For the unemployed to be granted support by the government or by the unions only serves to enlarge the evil. If what is involved is a case of unemployment springing from dynamic changes in the economy, then the unemployment benefits only result in postponing the adjustment of the workers to the new conditions. The jobless worker who is on relief does not consider it necessary to look about for a new occupation if he no longer finds a position in his old one; at least, he allows more time to elapse before he decides to shift to a new occupation or to a new locality or before he reduces the wage rate he demands to that at which he could find work. If unemployment benefits are not set too low, one can say that as long as they are offered, unemployment cannot disappear.

If, however, the unemployment is produced by the artificial raising of the height of wage rates in consequence of the direct intervention of the government or of its toleration of coercive practices on the part of the trade unions, then the only question is who is to bear the costs involved, the employers or the workers. The state, the government, the community never do so; they load them either onto the employer or onto the worker or partially onto each. If the burden falls on the workers, then they are deprived entirely or partially of the fruits of the artificial wage increase they have received; they may even be made to bear more of these costs than the artificial wage increase yielded them. The employer can be saddled with the burden of unemployment benefits to some extent by having to pay a tax proportionate to the total amount of wages paid out by him. In this case, unemployment insurance, by raising the costs of labor, has the same effect as a further increase in wages above the static level: the profitability of the employment of labor is reduced, and the number of workers who still can be profitably engaged is concomitantly decreased. Thus, unemployment spreads even further, in an ever widening spiral. The employers can also be drawn on to pay the costs of the unemployment benefits by means of a tax on their profits or capital, without regard for the number of workers employed. But this too only tends to spread unemployment even further. For when capital is consumed or when the formation of new capital is at least slowed down, the conditions for the employment of labor become, ceteris paribus, less favorable.2

It is obviously futile to attempt to eliminate unemployment by embarking upon a program of public works that would otherwise not have been undertaken. The necessary resources for such projects must be withdrawn by taxes or loans from the application they would otherwise have found. Unemployment in one industry can, in this way, be mitigated only to the extent that it is increased in another.

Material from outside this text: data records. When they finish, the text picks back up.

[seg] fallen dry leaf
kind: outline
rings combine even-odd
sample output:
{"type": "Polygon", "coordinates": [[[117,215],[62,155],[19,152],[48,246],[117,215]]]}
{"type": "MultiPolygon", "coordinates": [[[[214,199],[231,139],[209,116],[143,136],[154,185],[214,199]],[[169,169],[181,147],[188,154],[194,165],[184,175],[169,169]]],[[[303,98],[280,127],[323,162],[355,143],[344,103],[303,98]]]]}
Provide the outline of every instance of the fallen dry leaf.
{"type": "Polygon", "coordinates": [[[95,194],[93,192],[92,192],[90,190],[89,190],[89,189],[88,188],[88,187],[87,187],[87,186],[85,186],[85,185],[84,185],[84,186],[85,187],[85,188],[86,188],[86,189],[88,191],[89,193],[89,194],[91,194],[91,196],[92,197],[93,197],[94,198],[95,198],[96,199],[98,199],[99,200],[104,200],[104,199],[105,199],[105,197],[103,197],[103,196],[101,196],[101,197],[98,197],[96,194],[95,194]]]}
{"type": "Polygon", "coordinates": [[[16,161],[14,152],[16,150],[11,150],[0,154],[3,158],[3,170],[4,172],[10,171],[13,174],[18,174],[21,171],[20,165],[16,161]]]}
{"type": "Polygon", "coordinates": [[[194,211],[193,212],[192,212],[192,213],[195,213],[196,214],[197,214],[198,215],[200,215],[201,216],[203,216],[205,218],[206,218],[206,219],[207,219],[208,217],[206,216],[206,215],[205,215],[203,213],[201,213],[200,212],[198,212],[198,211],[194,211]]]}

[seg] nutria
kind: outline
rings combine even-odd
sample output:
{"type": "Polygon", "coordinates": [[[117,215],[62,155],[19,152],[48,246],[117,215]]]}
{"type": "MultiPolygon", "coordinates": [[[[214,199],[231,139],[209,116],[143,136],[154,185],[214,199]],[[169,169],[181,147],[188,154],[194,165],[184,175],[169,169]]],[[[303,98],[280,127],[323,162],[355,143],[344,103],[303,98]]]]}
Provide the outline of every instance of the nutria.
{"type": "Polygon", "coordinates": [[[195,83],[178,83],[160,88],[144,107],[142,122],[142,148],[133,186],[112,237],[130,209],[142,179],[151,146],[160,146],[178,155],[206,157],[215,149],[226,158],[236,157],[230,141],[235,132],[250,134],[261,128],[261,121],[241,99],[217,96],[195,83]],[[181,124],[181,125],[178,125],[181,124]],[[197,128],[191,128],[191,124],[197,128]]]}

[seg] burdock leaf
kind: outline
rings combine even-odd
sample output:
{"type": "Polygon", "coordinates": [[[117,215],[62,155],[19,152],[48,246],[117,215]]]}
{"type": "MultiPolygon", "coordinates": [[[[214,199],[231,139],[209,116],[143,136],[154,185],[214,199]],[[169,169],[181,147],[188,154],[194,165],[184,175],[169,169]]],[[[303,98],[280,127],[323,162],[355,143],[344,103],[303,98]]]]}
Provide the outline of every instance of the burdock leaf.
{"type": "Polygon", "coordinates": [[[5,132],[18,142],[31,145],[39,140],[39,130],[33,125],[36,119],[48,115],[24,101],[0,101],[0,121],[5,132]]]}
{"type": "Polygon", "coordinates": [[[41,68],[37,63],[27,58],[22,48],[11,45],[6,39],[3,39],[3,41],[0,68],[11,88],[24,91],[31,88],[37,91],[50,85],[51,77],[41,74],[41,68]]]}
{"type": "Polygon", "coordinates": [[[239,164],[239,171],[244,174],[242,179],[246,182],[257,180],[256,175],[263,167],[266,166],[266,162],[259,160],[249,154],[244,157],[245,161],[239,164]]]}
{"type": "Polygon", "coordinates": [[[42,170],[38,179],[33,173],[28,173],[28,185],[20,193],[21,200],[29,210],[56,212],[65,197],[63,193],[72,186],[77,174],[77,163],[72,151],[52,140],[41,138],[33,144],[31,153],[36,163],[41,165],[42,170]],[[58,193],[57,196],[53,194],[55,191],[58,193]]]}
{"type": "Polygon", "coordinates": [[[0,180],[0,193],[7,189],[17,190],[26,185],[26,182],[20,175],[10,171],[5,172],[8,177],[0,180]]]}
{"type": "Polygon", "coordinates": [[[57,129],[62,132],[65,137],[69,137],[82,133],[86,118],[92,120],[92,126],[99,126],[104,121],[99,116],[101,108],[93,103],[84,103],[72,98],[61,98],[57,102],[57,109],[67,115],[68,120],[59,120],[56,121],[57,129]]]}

From whichever side we consider interventionism, it becomes evident that this system leads to a result that its originators and advocates did not intend and that, even from their standpoint, it must appear as a senseless, self-defeating, absurd policy.

  • 2 Even if wages were artificially raised (by intervention on the part of the government or by coercion on the part of the trade unions), simultaneously throughout the whole world and in all branches of production, the result would simply be capital consumption and ultimately, as a further consequence of the latter, a still further reduction in wages. I have treated this question in detail in the writings listed in the appendix.